Kapitalist üretim biçiminde üretimin amacı, sermayedarların kârı. Sermayedarların kârının artırılması için doğa tahrip ediliyor. İnsanların ihtiyaç algısı sürekli olarak yönlendiriliyor. İnsanlar tüketim makinesine dönüştürülüyor. Eskimeyen ürünler, daha yenisi çıktı veya modası geçti diye atılıyor. Bir tarafta aç insanlar varken, yiyecekler israf ediliyor ve hatta fiyatları düşmesin diye tahrip ediliyor.
Ben de, kapitalizme karşı olan milyonlarca insan gibi, doğanın sunduğu zenginliklerin akıllı bir biçimde kullanıldığı bir dünya istiyorum.

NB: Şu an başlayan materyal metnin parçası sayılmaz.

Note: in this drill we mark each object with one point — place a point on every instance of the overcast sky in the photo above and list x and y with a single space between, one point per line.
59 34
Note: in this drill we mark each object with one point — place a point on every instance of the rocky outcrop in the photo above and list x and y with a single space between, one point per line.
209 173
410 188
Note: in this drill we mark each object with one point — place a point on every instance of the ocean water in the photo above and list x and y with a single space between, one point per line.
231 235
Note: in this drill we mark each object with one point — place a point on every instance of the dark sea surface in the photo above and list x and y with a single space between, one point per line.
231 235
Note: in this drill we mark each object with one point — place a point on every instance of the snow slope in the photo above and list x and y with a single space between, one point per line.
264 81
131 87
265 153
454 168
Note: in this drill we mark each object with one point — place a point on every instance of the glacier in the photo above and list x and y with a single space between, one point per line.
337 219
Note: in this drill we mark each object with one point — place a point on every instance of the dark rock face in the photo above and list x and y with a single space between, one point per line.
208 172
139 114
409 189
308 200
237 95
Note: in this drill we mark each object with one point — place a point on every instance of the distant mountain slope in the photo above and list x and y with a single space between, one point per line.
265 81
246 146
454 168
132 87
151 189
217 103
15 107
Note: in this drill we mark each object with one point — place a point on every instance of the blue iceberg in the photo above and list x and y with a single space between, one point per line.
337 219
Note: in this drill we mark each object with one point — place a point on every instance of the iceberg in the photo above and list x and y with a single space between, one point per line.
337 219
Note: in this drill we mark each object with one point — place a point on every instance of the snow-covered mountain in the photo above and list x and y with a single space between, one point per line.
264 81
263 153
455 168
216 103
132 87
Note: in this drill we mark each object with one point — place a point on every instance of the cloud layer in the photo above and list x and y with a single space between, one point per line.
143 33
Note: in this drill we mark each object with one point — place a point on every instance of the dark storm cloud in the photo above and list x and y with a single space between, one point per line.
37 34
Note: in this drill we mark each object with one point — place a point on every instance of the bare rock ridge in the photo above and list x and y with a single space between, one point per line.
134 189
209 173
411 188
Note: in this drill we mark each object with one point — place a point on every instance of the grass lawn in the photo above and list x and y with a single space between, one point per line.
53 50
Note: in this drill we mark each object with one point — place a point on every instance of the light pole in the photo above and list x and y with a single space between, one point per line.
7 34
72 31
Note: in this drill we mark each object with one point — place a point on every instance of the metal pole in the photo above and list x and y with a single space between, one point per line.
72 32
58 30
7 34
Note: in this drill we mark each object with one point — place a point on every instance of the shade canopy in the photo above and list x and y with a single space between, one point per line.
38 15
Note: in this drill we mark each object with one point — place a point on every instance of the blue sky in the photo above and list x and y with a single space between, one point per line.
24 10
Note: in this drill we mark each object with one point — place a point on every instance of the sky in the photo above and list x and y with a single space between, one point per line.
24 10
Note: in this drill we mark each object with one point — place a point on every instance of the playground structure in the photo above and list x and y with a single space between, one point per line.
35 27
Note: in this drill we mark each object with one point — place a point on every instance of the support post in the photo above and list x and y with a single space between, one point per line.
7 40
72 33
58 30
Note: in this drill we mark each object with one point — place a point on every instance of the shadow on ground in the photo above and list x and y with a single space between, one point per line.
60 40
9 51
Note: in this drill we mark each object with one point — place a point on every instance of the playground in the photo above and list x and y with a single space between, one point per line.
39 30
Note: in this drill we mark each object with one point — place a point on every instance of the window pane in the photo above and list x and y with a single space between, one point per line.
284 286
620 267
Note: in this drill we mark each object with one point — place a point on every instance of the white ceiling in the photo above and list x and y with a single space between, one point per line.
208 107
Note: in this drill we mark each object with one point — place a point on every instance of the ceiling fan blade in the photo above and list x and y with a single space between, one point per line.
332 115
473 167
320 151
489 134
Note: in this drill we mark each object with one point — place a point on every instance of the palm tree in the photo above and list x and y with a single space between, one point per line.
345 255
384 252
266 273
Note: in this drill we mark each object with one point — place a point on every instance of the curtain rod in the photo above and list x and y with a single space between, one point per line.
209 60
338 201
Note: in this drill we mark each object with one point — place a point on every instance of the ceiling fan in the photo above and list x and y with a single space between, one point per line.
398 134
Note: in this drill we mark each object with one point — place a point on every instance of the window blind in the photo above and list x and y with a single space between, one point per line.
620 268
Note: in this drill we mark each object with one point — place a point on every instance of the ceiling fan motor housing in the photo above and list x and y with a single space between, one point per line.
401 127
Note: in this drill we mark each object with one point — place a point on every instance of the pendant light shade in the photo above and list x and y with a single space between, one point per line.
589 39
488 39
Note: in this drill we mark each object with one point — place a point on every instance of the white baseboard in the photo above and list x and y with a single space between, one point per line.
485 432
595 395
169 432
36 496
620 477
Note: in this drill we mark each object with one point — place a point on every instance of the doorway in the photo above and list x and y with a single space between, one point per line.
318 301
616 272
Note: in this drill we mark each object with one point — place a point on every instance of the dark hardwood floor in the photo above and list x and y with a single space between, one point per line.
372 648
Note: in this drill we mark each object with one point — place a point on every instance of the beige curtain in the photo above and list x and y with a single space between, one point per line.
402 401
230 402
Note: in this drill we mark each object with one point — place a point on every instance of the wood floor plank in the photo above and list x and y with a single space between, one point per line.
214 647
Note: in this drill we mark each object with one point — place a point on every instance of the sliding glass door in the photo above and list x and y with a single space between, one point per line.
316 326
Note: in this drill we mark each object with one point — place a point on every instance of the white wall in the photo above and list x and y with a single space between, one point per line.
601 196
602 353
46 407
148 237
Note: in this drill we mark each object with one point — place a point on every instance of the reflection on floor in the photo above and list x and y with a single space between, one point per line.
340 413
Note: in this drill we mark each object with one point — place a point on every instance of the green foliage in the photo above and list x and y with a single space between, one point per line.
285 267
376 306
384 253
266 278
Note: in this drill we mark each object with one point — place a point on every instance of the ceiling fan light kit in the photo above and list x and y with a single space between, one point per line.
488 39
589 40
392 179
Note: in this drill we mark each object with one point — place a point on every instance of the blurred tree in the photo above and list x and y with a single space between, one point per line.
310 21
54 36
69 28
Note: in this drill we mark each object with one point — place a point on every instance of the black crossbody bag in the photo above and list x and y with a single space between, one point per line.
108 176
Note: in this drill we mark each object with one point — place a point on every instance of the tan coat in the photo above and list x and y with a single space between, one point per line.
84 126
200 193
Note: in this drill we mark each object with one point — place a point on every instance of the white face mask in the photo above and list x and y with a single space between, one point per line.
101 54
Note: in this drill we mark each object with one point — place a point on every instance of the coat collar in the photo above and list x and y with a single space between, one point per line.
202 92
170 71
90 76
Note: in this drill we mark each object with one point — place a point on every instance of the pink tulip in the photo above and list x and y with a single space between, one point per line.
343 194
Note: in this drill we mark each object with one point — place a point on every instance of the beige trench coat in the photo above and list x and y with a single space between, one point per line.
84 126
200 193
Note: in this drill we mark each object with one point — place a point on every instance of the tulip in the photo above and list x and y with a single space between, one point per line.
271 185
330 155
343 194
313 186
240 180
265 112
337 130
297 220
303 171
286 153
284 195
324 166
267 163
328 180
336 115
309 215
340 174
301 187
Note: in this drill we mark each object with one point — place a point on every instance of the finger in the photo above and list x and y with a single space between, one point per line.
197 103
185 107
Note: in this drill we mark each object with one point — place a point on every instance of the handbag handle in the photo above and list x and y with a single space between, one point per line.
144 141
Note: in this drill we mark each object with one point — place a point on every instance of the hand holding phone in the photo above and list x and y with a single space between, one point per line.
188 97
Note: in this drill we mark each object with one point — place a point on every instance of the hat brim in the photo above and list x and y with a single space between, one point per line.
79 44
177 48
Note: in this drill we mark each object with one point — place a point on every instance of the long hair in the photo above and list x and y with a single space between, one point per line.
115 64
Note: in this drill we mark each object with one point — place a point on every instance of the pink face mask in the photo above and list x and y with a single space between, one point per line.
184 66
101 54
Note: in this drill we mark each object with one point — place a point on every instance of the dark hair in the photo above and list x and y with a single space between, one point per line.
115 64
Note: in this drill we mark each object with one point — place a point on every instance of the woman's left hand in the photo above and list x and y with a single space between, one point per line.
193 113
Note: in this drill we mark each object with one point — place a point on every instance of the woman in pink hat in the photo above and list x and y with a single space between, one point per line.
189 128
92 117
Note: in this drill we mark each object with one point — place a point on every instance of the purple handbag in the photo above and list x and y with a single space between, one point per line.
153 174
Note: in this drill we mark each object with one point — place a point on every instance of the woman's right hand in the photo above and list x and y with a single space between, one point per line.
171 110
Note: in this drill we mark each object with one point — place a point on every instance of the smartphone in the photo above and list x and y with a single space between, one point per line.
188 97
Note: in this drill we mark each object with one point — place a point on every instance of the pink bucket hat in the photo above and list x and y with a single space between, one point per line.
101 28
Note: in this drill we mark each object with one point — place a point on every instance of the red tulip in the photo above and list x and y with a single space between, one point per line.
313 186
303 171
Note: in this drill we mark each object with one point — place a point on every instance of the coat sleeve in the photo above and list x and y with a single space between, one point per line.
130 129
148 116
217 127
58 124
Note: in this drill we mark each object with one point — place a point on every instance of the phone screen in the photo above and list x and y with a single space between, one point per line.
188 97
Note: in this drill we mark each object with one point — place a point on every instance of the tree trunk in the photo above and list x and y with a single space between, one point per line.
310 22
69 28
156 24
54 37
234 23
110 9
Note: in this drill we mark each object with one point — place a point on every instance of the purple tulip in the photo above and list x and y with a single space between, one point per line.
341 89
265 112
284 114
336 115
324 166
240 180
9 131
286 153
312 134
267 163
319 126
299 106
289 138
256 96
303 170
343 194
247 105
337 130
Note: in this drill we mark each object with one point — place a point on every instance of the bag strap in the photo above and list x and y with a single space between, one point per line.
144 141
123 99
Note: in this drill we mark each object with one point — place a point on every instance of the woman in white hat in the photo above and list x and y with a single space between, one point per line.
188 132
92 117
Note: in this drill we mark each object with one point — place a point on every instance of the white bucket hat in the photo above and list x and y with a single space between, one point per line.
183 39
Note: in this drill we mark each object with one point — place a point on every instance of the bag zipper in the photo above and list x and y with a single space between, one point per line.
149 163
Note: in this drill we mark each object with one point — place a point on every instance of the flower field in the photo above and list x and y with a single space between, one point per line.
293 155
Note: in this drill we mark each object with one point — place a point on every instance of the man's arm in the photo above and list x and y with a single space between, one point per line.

Sınıfsız, sömürüsüz, baskısız; insanların dostça yaşadığı; doğanın nimetlerinin akıllıca kullanıldığı bir dünya mümkün. Böyle bir dünyaya giden ilk adım ise, bağımsız ve demokratik bir Türkiye’nin kurulması, dünyadaki mazlum milletlerin emperyalizme karşı geniş birlikteliğinin yaratılmasıdır.
PANZEHİR ANADOLU MAYASI
Bu süreçte Anadolu’nun çok güzel bir mirası var.
Rusya’da sosyalizmin öncülerinden olan Alexander Herzen (1812-70), böyle bir düzenin yaratılmasında Rusya’da o tarihlerde hâlâ varlığını sürdüren köy komünlerinin rolü olabileceğine değiniyordu. Marx ve Engels de bu görüşü ciddiye aldı (bkz. Komünist Manifesto’nun 1882 Rusya baskısına önsöz).
Anadolu’nun mayasında bulunan bazı geleneklerin günümüzde hâlâ yaşıyor olması da, kapitalizmin insanın kişiliğinde ve insan ilişkilerinde yarattığı olumsuzluklara karşı panzehirdir.
Kapitalizmin çarpıttığı insanlardan bir örneği bir Hollandalı arkadaşım anlatmıştı. 6-7 yaşlarındayken ağaca çıkmış. Annenannesi aşağıda, “atla, seni tutayım” demiş. O da atlamış. Anneannesi onu tutmamış. Sonra da, “bu dünyada,” demiş, “anneannene bile güvenmeyeceksin.”
Kapitalizmin iğrençliğini daha iyi anlatacak bir örnek düşünemiyorum.
Bir de Anadolu’yu düşünün. Kapitalizmin tüm etkisine rağmen bozulmamış bazı özelliklerimiz hâlâ var.
Anadolu’da hatır/gönül, dostluk önemlidir. Komşu komşunun külüne muhtaçtır. Komşu hakkı vardır. Komşuda pişer, bize de düşer, deriz.
Anadolu geleneğinde ve mayasında, gösteriş ayıptır. Sade yaşam esastır. Bizler, yolda bulduğu ekmek parçasını üç kez öpüp başına koyan, sonra ezilmeyecek bir yere bırakan bir halkız. Hepimiz yemek israf etmemek anlayışıyla büyüdük. Büyüklerimiz, tabağında lokma kalırsa, gece uykunda seni korkutur, derdi.
Kapitalizmin iğrençliklerinin panzehiri Anadolu mayasındadır.